門まで到着したので、開けるのに支障が無いかどうかチェックする。
「よし、ちゃんと開けられるな」
「お疲れ様、大輝」
近くで文香の声が聞こえたので振り返ると、目の前に文香が立っていた。手を後ろに組み、微笑んでいる姿が可愛らしい。
「ありがとう。文香の方はどうだ?」
「物干し場の雪かきが終わったよ。だから、大輝にチェックしてほしくて」
「分かった」
玄関の近くに雪かきスコップを置き、俺は文香の担当した物干し場へと向かう。
さっきまではあった物干し場の雪が綺麗になくなっていた。その雪はフェンスの側に積まれている。これなら大丈夫だ。
「どう?」
「……うん、これでOKだ。ありがとう、文香」
お礼を言い、文香のいる玄関の方に振り返った瞬間、白い物体が物凄い勢いでこちらに迫ってくるのが見えた。
「おっと!」
間一髪のタイミングで避けて、顔面への直撃は免れられた。
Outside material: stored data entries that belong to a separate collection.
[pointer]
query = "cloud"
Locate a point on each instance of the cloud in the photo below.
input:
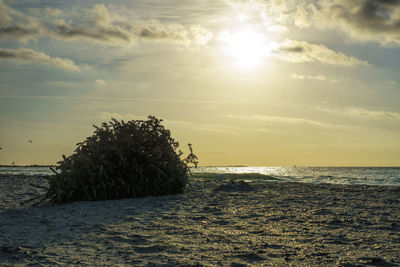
(126, 117)
(25, 55)
(14, 24)
(318, 77)
(362, 20)
(100, 83)
(369, 19)
(301, 51)
(360, 112)
(53, 11)
(97, 25)
(276, 119)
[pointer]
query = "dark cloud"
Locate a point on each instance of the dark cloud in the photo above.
(300, 51)
(97, 25)
(24, 55)
(96, 33)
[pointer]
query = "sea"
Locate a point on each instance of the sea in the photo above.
(313, 175)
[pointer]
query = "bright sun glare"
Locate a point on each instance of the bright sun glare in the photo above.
(246, 46)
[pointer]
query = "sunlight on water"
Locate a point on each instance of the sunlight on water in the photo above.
(332, 175)
(314, 175)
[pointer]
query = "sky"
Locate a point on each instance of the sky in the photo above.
(257, 83)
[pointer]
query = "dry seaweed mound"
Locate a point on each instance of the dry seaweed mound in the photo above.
(122, 160)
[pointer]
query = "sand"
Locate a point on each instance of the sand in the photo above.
(212, 223)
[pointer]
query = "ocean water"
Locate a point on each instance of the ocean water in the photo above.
(315, 175)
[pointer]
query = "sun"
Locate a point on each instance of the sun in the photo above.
(246, 46)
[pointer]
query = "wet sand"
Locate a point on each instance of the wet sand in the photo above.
(212, 223)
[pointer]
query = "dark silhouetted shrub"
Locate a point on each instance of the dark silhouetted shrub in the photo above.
(122, 160)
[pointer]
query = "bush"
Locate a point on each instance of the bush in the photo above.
(122, 160)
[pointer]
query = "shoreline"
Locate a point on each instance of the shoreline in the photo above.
(212, 223)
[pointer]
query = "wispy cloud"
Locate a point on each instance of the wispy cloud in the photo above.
(318, 77)
(301, 51)
(24, 55)
(100, 83)
(276, 119)
(360, 112)
(125, 117)
(98, 25)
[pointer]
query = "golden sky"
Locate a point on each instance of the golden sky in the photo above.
(258, 83)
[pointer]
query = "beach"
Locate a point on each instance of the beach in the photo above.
(214, 223)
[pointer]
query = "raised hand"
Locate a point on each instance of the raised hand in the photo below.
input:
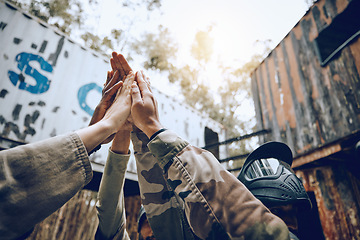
(119, 63)
(109, 91)
(119, 111)
(144, 106)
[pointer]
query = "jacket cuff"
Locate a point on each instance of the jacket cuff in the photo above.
(83, 156)
(165, 146)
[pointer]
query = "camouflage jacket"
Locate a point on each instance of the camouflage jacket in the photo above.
(187, 194)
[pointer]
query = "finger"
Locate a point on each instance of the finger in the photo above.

しかし、髪の毛をかすめていった。物体の白さからして、俺に迫ってきたものは雪玉に間違いないだろう。もちろん、それを投げたのは、
「……文香」
文香の名前を口にして、文香のことを見る。目が合うと、文香は「ふっ」と微笑む。
「雪玉ストレート外れちゃった。物干し場を確認した後だったら、大輝も油断して当たると思ったんだけど。あれを避けるなんてさすがだね」
「危うく当たるところだったよ。まったく。さっき、後ろに手を組んでいたのは、事前に作った雪玉を隠すためだったのか」
「そう。こんなにたくさん雪が積もっているし、思い出を話したら昔の血が騒いでね。雪玉をこっそり作って、あのときは後ろに隠し持っていたの。でも、あそこで投げれば良かったのかも」
「さっきくらいの至近距離だったら当たっていたかもな」
「なるほどね」
「……雪かきも終わったし、そっちの庭で軽く雪遊びしようぜ」
「いいね」
雪遊びをすることが決まったので、庭の方に向かって歩き始める。
しかし、文香に手が届きそうなところまで近づいたとき、
「えいっ」
と、文香の可愛らしい声が聞こえ、文香の右手から俺に向かって雪玉が放たれた。
至近距離だったため避けるどころか、体が全く動かず、文香の放った雪玉が顔面にクリーンヒットしてしまった。
「冷たっ!」
「2発目の雪玉ストレートは見事に決まったね」
文香は「ふふっ」と上品に笑っている。悔しさもあるけど、笑顔の文香を可愛いと思う気持ちが余裕で勝つので、怒る気にはならなかった。
「いつの間に2つ目の雪玉を作ったんだ?」
「物干し場の確認をお願いしに行ったときには、もう2つ作ってたよ」
「じゃあ、後ろに組んでいた手には2つの雪玉があったってことか」
「そういうこと。大輝は昔から避けるのが上手だから、1発目は外すかもしれないと思ってね。ただ、ひさしぶりだし、1発避けたら油断するんじゃないかと思って」
「完全に油断していたよ。さっきも、雪玉を『1つ』隠し持っていたとは言っていなかったから、嘘もついていないのか」
「そうだよ」
文香の笑顔がニッコリとしたものに変わる。自分の思惑通りになり、俺が油断したと言ったから嬉しいのだろう。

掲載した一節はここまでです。